Ladbroke Road, W11
Notting Hill Carnival
Credit: Chris Croome
Ladbroke Road is a street in Notting Hill.

Ladbroke Road was one of the new streets in the grand plan for the Ladbroke estate drawn up in 1823 by Thomas Allason, the surveyor-architect employed by James Weller Ladbroke when he decided to develop the farmland he had inherited from his uncle in 1819. However, nothing was actually built in the new road until the 1840s.

In 1840, James Weller Ladbroke gave a lease of the land around what is now the intersection of Ladbroke Road and Kensington Park Road to the speculator/developer William Chadwick. The latter began, as developers so often did, by building a public house, the Prince Albert, in 1841, before moving on to erect a number of houses at the southern end of Ladbroke Road.

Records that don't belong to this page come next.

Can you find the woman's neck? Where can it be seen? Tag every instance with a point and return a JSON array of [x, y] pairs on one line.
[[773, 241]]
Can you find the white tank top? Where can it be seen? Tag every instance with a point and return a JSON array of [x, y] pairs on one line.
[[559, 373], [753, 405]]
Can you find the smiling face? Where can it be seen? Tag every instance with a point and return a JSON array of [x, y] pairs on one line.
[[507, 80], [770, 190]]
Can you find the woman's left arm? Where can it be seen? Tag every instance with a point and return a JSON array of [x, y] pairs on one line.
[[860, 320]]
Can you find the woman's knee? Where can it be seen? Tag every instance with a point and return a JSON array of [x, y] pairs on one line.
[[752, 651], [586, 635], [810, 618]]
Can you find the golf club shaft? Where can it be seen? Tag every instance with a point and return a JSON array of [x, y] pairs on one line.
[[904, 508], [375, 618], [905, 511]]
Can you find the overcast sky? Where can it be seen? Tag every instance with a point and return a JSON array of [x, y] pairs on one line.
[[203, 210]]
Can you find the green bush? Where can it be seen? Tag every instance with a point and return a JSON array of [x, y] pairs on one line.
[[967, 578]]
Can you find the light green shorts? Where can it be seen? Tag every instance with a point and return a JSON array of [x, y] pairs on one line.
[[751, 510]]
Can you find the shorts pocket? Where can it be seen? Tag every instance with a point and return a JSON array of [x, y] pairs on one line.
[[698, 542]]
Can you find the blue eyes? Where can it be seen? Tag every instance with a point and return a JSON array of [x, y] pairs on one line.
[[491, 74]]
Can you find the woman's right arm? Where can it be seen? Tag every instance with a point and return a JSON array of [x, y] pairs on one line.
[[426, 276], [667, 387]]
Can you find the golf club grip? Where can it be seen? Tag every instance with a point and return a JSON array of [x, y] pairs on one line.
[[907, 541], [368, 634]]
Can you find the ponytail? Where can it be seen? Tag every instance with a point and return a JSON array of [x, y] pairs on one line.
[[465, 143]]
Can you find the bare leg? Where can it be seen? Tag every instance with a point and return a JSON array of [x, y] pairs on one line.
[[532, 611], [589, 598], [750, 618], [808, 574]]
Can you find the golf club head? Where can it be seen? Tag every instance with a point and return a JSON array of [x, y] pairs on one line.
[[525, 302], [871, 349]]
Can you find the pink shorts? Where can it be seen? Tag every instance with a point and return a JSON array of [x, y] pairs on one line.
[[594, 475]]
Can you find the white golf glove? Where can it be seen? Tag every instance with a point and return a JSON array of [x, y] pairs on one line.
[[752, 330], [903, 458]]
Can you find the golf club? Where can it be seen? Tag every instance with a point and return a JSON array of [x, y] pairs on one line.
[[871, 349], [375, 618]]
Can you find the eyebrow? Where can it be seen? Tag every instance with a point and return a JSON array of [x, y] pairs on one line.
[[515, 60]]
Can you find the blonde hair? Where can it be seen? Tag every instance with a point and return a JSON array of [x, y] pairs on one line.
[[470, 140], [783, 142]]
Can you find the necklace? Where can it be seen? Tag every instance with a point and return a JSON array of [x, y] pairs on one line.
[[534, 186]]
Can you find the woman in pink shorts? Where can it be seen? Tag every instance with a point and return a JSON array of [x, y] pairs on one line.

The road was originally called Weller Street East and Weller Street West, after James Weller Ladbroke, and several of the terraces had their own names and numbering systems. This was all rationalised in 1866, when the street was formally renumbered and the terrace numbers abolished, with the exception of one small terrace (Lorton Terrace, now Nos. 71-81 odds). Lorton Terrace was finally assimilated into the general numbering in 1908, which confusingly necessitated renumbering all the houses south of it.